Software errors and statistical significance are orthogonal issues

A software error may produce a spurious result that appears significant, or may mask a significant result.

If the error occurs early in an analysis pipeline, then it may be considered a form of measurement error (i.e., if it systematically or randomly alters the values of individual measurements), and so may be taken into account by common statistical methods.

However: typically the computed portion of a study comes after data collection, so its contribution to wrongness may easily be independent of sample size, replication of earlier steps, and other techniques for improving significance. For instance, a software error may occur near the end of the pipeline, e.g. in the computation of a significance value or of other statistics, or in the preparation of summary tables and plots.

The diversity of the types and magnitudes of errors that may occur1721 makes it difficult to make a general statement about the effects of such errors on apparent significance. However it seems clear that, a substantial proportion of the time (based on the above scenarios, anywhere from 5% to 100%), a result is simply wrong—-rendering moot any claims about its significance.

Popular software is not necessarily less bug-prone

The dangers posed by bugs should be obvious to anyone working with niche or custom software, such as one-off scripts written by a graduate student for a specific project. Still it is tempting to think that “standard” software is less subject to these concerns: if everyone in a given scientific field uses a certain package and has done so for years, then surely it must be trustworthy by now, right? Sadly this is not the case.

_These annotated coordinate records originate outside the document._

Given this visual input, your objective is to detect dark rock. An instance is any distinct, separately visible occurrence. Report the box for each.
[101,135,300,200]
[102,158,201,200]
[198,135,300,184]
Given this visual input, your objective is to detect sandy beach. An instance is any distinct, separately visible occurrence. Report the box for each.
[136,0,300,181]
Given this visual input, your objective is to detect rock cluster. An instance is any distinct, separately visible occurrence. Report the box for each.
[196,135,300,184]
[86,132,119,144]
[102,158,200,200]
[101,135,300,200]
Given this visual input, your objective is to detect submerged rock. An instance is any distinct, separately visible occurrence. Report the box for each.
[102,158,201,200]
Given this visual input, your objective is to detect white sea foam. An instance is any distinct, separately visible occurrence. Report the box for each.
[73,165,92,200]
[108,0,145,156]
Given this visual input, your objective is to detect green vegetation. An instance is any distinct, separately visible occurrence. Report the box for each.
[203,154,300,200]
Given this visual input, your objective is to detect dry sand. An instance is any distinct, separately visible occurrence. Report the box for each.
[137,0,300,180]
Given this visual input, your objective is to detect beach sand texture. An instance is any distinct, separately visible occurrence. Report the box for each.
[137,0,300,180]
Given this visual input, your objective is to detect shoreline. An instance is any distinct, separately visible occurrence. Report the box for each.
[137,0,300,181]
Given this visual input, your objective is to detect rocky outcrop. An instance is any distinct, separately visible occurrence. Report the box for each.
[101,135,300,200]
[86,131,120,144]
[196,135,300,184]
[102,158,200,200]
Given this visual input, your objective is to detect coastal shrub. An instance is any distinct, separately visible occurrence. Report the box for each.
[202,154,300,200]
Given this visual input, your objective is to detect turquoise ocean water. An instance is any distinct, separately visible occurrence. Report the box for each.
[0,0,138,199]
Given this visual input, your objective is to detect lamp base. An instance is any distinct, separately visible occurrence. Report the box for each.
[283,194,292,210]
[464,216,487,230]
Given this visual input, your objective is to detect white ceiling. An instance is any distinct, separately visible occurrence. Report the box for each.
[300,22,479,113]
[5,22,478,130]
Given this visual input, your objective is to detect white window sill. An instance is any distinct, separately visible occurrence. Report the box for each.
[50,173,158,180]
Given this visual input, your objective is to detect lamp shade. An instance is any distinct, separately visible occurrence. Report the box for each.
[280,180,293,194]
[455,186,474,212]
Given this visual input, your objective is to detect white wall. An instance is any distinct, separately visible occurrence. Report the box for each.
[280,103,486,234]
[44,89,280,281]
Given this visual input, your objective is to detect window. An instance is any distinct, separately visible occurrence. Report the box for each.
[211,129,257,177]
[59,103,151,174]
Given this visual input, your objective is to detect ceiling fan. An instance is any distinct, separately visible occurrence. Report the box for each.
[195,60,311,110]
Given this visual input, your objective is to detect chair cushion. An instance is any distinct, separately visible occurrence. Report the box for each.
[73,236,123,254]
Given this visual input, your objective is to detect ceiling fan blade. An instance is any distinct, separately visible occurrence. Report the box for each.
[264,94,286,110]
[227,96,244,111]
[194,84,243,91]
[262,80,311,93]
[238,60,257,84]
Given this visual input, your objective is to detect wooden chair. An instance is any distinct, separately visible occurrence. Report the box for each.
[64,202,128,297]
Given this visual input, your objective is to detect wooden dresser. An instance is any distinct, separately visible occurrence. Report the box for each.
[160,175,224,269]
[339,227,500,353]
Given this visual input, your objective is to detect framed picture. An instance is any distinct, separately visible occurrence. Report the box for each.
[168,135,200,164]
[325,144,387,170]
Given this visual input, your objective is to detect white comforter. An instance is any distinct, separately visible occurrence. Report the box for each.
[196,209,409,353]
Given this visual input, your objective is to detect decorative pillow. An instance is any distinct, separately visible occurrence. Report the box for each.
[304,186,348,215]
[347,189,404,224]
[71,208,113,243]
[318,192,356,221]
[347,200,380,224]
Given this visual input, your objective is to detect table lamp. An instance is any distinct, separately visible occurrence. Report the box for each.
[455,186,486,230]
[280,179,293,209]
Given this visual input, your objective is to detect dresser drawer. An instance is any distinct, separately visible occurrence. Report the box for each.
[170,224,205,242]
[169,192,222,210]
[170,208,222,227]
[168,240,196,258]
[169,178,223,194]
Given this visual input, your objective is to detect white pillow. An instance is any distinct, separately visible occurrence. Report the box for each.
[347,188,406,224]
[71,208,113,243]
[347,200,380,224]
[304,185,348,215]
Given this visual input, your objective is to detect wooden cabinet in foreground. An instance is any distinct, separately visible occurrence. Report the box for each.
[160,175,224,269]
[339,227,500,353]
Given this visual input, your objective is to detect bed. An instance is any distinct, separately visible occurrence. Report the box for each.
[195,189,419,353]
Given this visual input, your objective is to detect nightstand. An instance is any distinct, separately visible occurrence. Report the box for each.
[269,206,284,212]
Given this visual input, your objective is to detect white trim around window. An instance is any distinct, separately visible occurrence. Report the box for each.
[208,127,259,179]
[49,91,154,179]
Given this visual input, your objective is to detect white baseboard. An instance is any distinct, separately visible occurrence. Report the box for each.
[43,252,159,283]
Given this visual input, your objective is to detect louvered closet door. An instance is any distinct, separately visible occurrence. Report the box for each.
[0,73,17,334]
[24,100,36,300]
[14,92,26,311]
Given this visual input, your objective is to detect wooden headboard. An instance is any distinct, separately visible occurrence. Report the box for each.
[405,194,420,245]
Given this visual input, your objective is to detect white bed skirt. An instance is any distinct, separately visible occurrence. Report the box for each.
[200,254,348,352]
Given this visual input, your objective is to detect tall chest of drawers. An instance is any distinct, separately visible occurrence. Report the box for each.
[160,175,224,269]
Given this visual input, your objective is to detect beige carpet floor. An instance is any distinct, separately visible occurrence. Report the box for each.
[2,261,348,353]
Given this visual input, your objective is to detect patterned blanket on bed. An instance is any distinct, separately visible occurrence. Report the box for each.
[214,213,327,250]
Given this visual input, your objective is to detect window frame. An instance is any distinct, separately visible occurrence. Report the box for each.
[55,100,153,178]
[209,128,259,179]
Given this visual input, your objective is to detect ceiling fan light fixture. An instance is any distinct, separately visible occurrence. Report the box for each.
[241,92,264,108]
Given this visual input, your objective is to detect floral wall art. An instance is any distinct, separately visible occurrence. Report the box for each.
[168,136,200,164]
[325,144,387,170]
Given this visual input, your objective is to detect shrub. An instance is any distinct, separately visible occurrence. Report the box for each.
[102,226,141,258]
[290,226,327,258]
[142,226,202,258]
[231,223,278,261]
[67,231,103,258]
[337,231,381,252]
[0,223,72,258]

In the open-source software community this view is known as “Linus’s Law”: “Given enough eyeballs, all bugs are shallow”. The law may in fact hold when there are really many eyeballs reading and testing the code. However widespread usage of the code does not produce the same effect. This has been recently demonstrated by the discovery of major security flaws in two extremely widely used open-source programs: the “Shellshock” bug in the bash command line shell and the “Heartbleed” bug in the OpenSSL encryption library. In both cases, code that runs on a substantial fraction of the world’s computers is maintained by a very small number of developers. Despite the code being open-source, “Linus’s Law” did not take effect simply because not enough people read it–even over the course of 25 years, in the case of Shellshock.

This principle applies not only to the software itself, but also to computed results that are reused as static artifacts. For instance, it took 15 years for anyone to notice errors in the ubiquitous BLOSUM62 amino acid substitution matrix used for protein sequence alignment22.

Furthermore, even popular software is updated over time, and is run in different environments that may affect its behavior. Consequently, even if a specific version of a package running on a specific computer is considered reliable, that trust cannot necessarily be extended to other versions of the same software, or to the software when run on a different CPU or on a different operating system23.

What can be done?

All hope is not lost; we must simply take the opportunity to use technology to bring about a new era of collaborative, reproducible science2426. Open availability of all data and source code used to produce scientific results is an incontestable foundation2731. A culture of comprehensive code review (both within and between labs) can certainly help reduce the error rate, but is not a panacea. Beyond that, we must redouble our commitment to replicating and reproducing results, and in particular we must insist that a result can be trusted only when it has been observed on multiple occasions using completely different software packages and methods.

A flexible and open system for describing and sharing computational workflows32 would allow researchers to more easily examine the provenance of computational results, and to determine whether results are robust to swapping purportedly equivalent implementations of computational steps. A shared workflow system may thereby facilitate distributed verification of individual software components. Projects such as Galaxy33, Kepler34, and Taverna35 have made inroads towards this goal, but much more work is needed to provide widespread access to comprehensive provenance of computational results. Perhaps ironically, a shared workflow system must itself qualify as a “trusted component”–like the Linux kernel–in order to provide a neutral platform for comparisons, and so must be held to the very highest standards of software quality. Crucially, any shared workflow system must be widely used to be effective, and gaining adoption is more a sociological and economic problem than a technical one36. The first step is for all scientists to recognize the urgent need to verify computational results–a goal which goes hand in hand with open availability of comprehensive provenance via workflow systems, and with verification of the individual components of those workflows.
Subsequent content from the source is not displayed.